Скурви. Все это не так просто, mon cher Sayetang.
Саэтан. Вы получили эту власть от них, и вы боитесь употребить ее против них самих же из избытка порядочности и благородства. Это был бы макиавеллизм высшего сорта, причем во имя благороднейшего идеала: блага всего человечества. Что же, вы ждете, как этот дурак Альфонс Тринадцатый или старенький Людовик, пока вас силой не выкинут из этого дворца и не скинут с этой кафедры?
Скурви (грустно, с иронией).Чтобы оставить вам, Саэтан, поле деятельности. Если бы я ушел с поста добровольно, вы бы потеряли ваше героическое место в мировой истории: вы стали бы безработным, как пророк или приверженец мессианства, после того как Польша практически с официального согласия «взорвалась». Человечества нет – есть только червячки, копошащиеся в сыре, а сыра тоже нет – есть только масса копошащихся червяков.
Саэтан. Дурацкие шутки, недостойные левой половины ногтя пальца правой ноги Гнэмбона Пучиморды.
Скурви (спокойно).Поскольку у вас, Саэтан, пожизненный срок заключения, я уже не могу наказать вас дополнительно. У вас есть право безнаказанно оскорблять меня, но настоящее хамство – не в аристократическом значении – пользоваться этим правом. Я не дам приказа отлупить вас – я говорю только так, для устрашения, поскольку я гуманист с человеческим лицом.
Саэтан (пристыженный).Пощадите, господин Скурви! Я больше не буду.
Скурви. Ладно, ладно – продолжайте, это я так, чтобы между нами не было дистанции.
Саэтан. Никогда не следует опускаться до уровня детей и так называемых простых людей – они это сразу понимают и только обижаются.
Скурви (нетерпеливо посматривает на часы).Хорошо, хорошо, говорите, я слушаю.
Саэтан. Итак, господин Скурви, этот миг неповторим, как говорят любовники в эротических романах – к счастью, их племя уж вымерло.
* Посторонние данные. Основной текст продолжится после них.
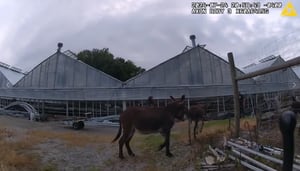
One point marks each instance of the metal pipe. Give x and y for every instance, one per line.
x=193, y=37
x=249, y=166
x=235, y=95
x=275, y=160
x=287, y=124
x=289, y=63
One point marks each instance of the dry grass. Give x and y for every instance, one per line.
x=16, y=154
x=69, y=138
x=12, y=153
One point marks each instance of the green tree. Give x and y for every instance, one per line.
x=105, y=61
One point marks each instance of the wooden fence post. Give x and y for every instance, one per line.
x=235, y=95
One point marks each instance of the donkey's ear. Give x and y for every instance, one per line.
x=172, y=98
x=182, y=97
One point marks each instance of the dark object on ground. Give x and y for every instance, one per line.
x=149, y=120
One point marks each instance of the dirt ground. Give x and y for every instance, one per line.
x=54, y=146
x=28, y=145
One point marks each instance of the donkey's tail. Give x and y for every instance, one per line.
x=119, y=133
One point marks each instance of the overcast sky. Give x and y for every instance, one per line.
x=147, y=32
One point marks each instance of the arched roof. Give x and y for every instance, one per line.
x=195, y=67
x=62, y=71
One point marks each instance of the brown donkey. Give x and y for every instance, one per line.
x=149, y=120
x=196, y=113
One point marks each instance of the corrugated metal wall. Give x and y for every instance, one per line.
x=4, y=82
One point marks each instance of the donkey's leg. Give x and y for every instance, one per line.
x=195, y=129
x=121, y=143
x=161, y=146
x=189, y=131
x=123, y=139
x=202, y=124
x=127, y=143
x=167, y=143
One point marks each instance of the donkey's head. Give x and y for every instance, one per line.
x=177, y=107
И несмотря на то, что сегодняшняя обыдиотевшая публика уже блюет от долгих и умных разговоров, вернемся к самому существенному: подумайте хорошенько и серьезно – может быть, вам первому выйти из шеренги и уничтожить все национальные барьеры, тогда настанет золотой век человечества. Это звучит банально, но что национальная культура могла дать, она уже дала, – зачем же нам жить при добивании ее гниющей падалью? Зачем, я вас спрашиваю? Ведь в будущее человечества именно в этой форме вы не верите?
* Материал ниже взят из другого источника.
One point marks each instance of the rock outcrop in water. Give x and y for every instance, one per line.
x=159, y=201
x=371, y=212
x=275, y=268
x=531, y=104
Скурви. Саэтан, Саэтан! Неужели кора головного мозга некоторых ящериц триаса и юры развивалась лишь затем, чтобы в конце концов превратиться в нечто такое лучезарное и омерзительное одновременно, как человеческий род?
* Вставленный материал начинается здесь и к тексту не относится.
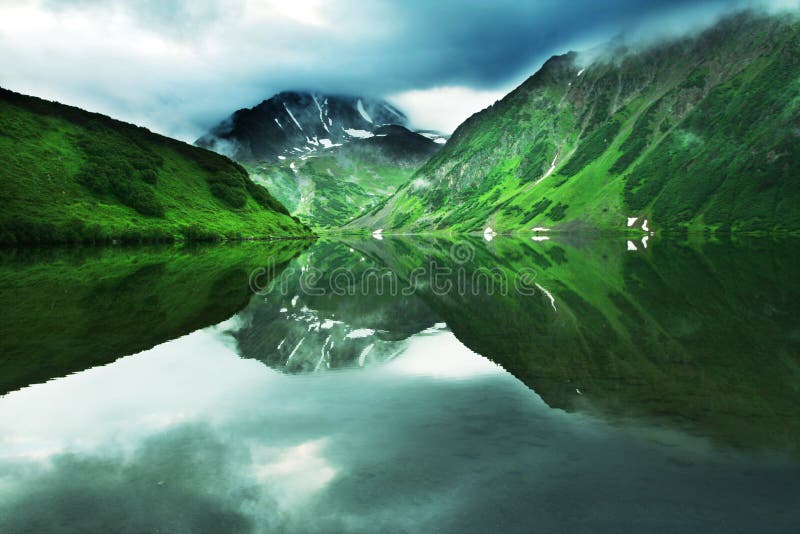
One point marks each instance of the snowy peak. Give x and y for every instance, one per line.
x=299, y=123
Саэтан. Не юли, не уходи от ответа! Что тебя удерживает? Ты же явно лжешь. Я интуитивно чувствую, что ты не фанатик агрессивного национализма, ультраделикатно выражаясь.
Скурви (уклончиво, но все-таки, черт его дери, с горечью в голосе).Вы даже представить себе не можете, как трагично…
Саэтан. Он мне тут будет своими трагедиями голову морочить! Настоящая трагедия – у меня! Я вижу правду, истинную для всего человечества, и оттого, что я ее вижу, моя личная жизнь представляется черным, кошмарным сном, в то время как вы погрязли в шлюхах и майонезах.
Оба подмастерья (рычат).Аааааа! Хаааааа!
Скурви. Шлюха в майонезе! Чего только эта голытьба не выдумает! Надо попробовать.
Саэтан. Отвечай, мать твоя курва, а то я направлю свой флюид, концентрирующий волю миллионов, и парализую твою совесть.
Скурви. Вдохновленный старик – явление, встречающееся сегодня чрезвычайно редко.
Саэтан. Эх, эх, господин прокурор, сдается мне, что вы довольно скоро пожалеете, что произносили столь дешевые откровенья.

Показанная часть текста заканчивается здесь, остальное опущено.